The avowedly revolutionary and anti-capitalist Black Panther Party (BPP), founded in Oakland in 1966, crystallized the best of a generation of black militants. But despite their militancy and personal courage, the Panthers’ nationalist program was disdainful of the multiracial working class. Instead, the Panthers looked to the lumpen ghetto masses. Their isolation from the proletariat left them especially vulnerable to government repression. The FBI’s brutal COINTELPRO vendetta killed 38 BPP members and jailed hundreds more on frame-up charges. Within a few years, many leading Panthers would join moderate SNCC members back in the fold of the Democratic Party.
From Selma to Ferguson
The killings of Michael Brown in Ferguson and Eric Garner in New York have galvanized young anti-racist activists bitterly aware that six years after Obama’s election the conditions of black America are as hellish as ever. When seven of them met with Obama on December 1, he issued the same advice the racist LBJ gave King: go slow. Some protesters have organized “die-ins” at showings of Selma to draw attention to their demands, and a series of “Reclaim MLK” events were held around MLK Day.

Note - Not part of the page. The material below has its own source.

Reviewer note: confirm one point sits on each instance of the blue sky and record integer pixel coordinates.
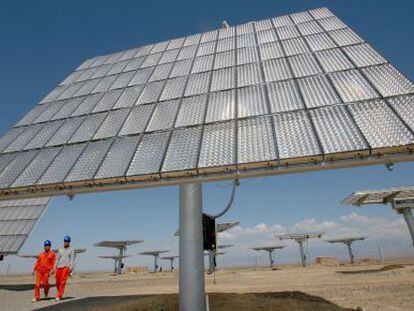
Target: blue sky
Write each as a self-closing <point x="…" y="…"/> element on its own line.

The die-in demands, typical of other protests, are straight from the liberal playbook of appeals to the federal government: from “repurposing” law enforcement funding to demanding that the “Obama Administration develops, legislates and enacts a National Plan of Action for Racial Justice.”
A host of reformist socialist groups today are pushing King’s program of pressure politics. The International Socialist Organization (ISO) published a review (socialistworker.org, 15 January) hailing Selma as “magnificent” and crowing that the film shows “what he believed was needed to win: determination, courage, sacrifice.” Like the movie, the ISO disappears the split that led black youth to reject King in favor of “black power,” instead reducing these debates over fundamental questions to “how they together developed and honed their strategy and tactics”!
The reformists like to tout the “transformative” last year of King’s life, when he supposedly was moving toward an “anti-capitalist” and “democratic socialist” perspective. His belated opposition to the Vietnam War in 1967 (at a time when a wing of the American bourgeoisie was also seeking to cut its losses) is cited as Exhibit A. In reality, King was explicit that with angry black youth and workers looking for a revolutionary solution to their own oppression, he was compelled to oppose that war to retain credibility. Far from reflecting a move toward anti-capitalism, King proclaimed that “the pursuit of peace” was “our greatest defense against Communism,” and that poverty should be combated because it was “the fertile soil in which the seed of Communism grows and develops.”
As we wrote ten years after King’s assassination in “Bourgeoisie Celebrates King’s Liberal Pacifism,” reprinted in Black History and the Class Struggle No. 2):
“We must break through the myths of ‘passive resistance,’ crack the mask of ‘King the Peaceful Warrior,’ and present a revolutionary analysis of the failure of the civil rights movement to provide a program for fighting the social and economic oppression of blacks under American capitalism.... While the reformists cover for King to camouflage their own treacherous tracks, the task of creating a black communist cadre requires destroying politically the exalted symbols of passive defeatism and reliance on the bourgeois state which led to the death of the civil rights movement.”